The following are the usage limits as specified by Google on their Developer Guide pages:
Google Maps JavaScript API v3 => For-profit web sites are permitted to generate up to 25,000 map loads per day
Google Geocoding API => subject to a query limit of 2,500 geolocation requests per day
Google Maps API for Business => may perform up to 100,000 requests per day
Am trying to evaluate using any one of the above for use with Visualforce on Salesforce.com (SFDC) platform [*]
I understand for a public website the requests are per IP. Now for SFDC, there could be many different Organizations on a particular server (say, NA1). So, two different companies using SFDC and Google Maps API could have an URL at https://na1.salesforce.com/something_here and their requests should be counted separately.
Will it be so? What will happen in case of each API?
[*]SFDC is a SaaS cloud for the purpose of our discussion. All users login through the same page but they could be logged into different "orgs"/"organizations" but their URLs might look similar
It's important to differentiate between the server-side and client-side limits here. The server-side geocoding api would have have the 2500 limit enforced across the shared Salesforce instance based on how many machines the requests come from (I assume NA1 isn't 1 huge server). Multiple organization using the free geocoding API would all share the same server-side geocoding limit. I've actually run into the same limits using Google's own App Engine platform, where a bunch of applications share the same outbound IP address.
For any sort of guaranteed performance you'll need to send the queries from your own server or go the Maps for Business route which lets you authenticate your queries to get those higher limits.
Client-side geocoding via the JavaScript API doesn't have these server-limits, so if users do any sort of action to trigger a geocode or two using the JS API is the best route.
You can already create your own "bucket" to track your 25K map loads per day by signing up for an API Key.

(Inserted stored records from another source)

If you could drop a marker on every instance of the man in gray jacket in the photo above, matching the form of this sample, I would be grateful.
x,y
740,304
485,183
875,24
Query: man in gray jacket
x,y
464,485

This question on SO addresses the geocoding API specifically being run from a visualforce page directly, Salesforce: Google maps query status 620 G_GEO_TOO_MANY_QUERIES and it does seem to mean that without a key the limits are shared. I would suspect that unless you plan on giving the app away that you are working on, you will pretty much be forced to pick up an upgraded API key. One thing you may want to look at to work around this is hosting the maps portion in another location, and iframing it into Salesforce.